When discovering new frontiers, challenges are inevitable. Some of the challenges Lars mentioned they encountered in their project were:
- Reproducibility – Reproducing the model and results may prove difficult because they relied on many open-source tools. Additionally, the neural networks they were using were that much developed.
- Fast-moving dependencies – The open-source tools they used tend to move and change pretty quickly, and getting consistent results is hard.
- Bookkeeping of results and configurations – Keeping track of what configuration led to what results, how different parameter settings affected results, version control of models, data sets, code&configurations and results is a challenge with these type of projects.

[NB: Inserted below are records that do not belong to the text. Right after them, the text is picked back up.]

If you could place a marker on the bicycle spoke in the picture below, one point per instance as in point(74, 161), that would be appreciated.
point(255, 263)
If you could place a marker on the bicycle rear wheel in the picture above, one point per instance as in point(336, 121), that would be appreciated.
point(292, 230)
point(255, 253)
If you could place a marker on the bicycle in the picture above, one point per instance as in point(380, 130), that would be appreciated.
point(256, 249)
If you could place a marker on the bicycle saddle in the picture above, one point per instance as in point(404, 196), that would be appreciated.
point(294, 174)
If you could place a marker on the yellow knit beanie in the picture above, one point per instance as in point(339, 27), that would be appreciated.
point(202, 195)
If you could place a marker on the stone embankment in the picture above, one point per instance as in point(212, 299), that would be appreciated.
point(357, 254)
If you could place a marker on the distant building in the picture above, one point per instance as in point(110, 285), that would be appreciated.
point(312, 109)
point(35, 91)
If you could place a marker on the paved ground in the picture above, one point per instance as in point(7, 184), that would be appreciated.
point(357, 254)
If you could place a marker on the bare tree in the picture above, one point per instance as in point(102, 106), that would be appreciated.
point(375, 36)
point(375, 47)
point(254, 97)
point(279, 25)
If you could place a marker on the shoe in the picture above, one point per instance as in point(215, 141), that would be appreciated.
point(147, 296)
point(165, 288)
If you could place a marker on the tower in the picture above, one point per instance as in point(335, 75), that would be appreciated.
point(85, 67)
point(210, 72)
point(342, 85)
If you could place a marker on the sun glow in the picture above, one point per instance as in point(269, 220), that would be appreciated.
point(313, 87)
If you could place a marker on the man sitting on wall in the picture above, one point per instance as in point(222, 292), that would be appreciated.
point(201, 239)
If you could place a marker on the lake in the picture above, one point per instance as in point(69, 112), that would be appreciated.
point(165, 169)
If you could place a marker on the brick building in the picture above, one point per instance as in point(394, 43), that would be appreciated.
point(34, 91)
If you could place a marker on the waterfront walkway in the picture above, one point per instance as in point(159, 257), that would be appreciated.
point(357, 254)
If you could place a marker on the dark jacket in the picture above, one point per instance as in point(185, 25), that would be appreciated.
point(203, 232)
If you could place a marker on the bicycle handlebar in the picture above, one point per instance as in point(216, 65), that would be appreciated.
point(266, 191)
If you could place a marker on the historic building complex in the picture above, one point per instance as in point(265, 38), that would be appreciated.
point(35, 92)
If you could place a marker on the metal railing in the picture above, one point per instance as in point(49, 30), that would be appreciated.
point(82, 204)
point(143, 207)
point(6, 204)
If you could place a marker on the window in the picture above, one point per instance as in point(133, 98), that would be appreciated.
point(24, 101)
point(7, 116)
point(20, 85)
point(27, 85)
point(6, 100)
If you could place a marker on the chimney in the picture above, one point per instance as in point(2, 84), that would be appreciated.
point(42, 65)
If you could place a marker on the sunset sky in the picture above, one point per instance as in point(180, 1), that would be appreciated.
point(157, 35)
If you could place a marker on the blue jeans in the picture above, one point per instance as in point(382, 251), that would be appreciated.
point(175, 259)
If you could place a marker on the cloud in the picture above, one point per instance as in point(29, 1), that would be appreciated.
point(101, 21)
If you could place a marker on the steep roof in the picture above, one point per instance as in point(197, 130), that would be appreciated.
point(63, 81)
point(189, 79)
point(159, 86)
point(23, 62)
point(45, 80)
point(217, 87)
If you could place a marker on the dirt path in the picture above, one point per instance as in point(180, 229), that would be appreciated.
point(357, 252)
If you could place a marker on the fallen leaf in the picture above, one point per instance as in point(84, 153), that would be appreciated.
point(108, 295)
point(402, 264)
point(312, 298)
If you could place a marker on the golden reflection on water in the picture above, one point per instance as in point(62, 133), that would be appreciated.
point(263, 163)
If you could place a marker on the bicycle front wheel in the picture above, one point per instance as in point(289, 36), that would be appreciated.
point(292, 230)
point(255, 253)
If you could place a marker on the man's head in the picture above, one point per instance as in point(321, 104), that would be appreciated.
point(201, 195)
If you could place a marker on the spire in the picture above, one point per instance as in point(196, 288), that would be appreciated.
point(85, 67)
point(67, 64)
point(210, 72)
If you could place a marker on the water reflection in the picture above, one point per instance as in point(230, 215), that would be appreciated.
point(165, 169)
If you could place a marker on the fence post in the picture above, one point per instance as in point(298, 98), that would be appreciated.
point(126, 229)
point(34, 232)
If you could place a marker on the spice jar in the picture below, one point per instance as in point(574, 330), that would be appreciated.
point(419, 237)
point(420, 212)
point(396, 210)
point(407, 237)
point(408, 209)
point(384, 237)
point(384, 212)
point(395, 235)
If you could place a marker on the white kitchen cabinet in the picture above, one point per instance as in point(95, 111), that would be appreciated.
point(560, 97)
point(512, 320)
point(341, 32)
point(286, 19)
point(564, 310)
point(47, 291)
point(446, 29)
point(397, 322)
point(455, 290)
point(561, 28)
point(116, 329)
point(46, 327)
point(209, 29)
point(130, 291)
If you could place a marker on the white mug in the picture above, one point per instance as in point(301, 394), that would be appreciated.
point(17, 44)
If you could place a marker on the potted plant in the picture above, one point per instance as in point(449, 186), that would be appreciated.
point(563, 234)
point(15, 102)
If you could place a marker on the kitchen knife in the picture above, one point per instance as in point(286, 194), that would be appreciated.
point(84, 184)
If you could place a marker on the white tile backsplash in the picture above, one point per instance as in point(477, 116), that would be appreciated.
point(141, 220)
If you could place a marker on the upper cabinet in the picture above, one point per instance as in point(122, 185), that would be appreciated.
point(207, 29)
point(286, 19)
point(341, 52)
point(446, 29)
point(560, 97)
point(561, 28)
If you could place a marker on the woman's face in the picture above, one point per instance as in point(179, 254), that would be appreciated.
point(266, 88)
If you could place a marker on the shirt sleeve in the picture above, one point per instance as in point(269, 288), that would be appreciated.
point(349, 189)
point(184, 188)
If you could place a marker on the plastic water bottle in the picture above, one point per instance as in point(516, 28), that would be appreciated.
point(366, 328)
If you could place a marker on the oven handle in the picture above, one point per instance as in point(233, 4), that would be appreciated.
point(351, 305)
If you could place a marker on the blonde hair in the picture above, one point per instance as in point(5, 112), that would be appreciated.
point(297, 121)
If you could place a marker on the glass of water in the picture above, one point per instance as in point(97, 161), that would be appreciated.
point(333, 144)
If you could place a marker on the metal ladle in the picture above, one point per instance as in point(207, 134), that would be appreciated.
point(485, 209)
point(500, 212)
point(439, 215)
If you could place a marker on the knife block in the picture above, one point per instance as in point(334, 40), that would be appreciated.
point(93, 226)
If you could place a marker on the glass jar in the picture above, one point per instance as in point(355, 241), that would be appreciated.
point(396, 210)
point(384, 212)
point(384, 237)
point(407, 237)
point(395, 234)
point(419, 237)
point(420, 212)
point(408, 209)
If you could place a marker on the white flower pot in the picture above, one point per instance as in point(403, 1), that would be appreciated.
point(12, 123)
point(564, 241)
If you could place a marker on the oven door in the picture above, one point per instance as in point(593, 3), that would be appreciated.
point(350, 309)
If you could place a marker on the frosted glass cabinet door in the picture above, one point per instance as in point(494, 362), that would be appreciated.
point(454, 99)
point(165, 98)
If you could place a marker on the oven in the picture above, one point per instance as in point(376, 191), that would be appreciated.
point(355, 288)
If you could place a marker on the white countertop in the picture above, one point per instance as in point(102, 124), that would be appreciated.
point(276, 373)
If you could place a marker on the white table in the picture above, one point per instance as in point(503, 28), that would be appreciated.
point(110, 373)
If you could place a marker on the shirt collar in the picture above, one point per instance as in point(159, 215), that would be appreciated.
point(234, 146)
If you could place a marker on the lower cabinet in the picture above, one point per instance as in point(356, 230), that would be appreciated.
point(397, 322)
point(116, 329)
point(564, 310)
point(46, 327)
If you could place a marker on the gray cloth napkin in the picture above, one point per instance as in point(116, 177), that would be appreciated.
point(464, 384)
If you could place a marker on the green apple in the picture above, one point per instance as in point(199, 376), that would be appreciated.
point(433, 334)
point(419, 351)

Also, the tools for bookkeeping are still immature, Lars emphasises.
Companies that are asking themselves how many data points they need to build a model, should instead ask themselves if they have enough data to cover a large part of the possible variations of the domain they are trying to solve the problem in.
But the biggest challenge that this kind of deep learning projects face is the scarcity of data and small data sets, which is often the case in the medical field, Lars points out. The main reason is privacy concerns. But another reason is that labelled data in the medical field is very expensive. But there is a large body of unlabelled data which can be used in combination with labelled data which considerably improves learning and results. The goal of Peltarion with future projects is to combine unlabelled data with labelled data and explore semi-supervised learning.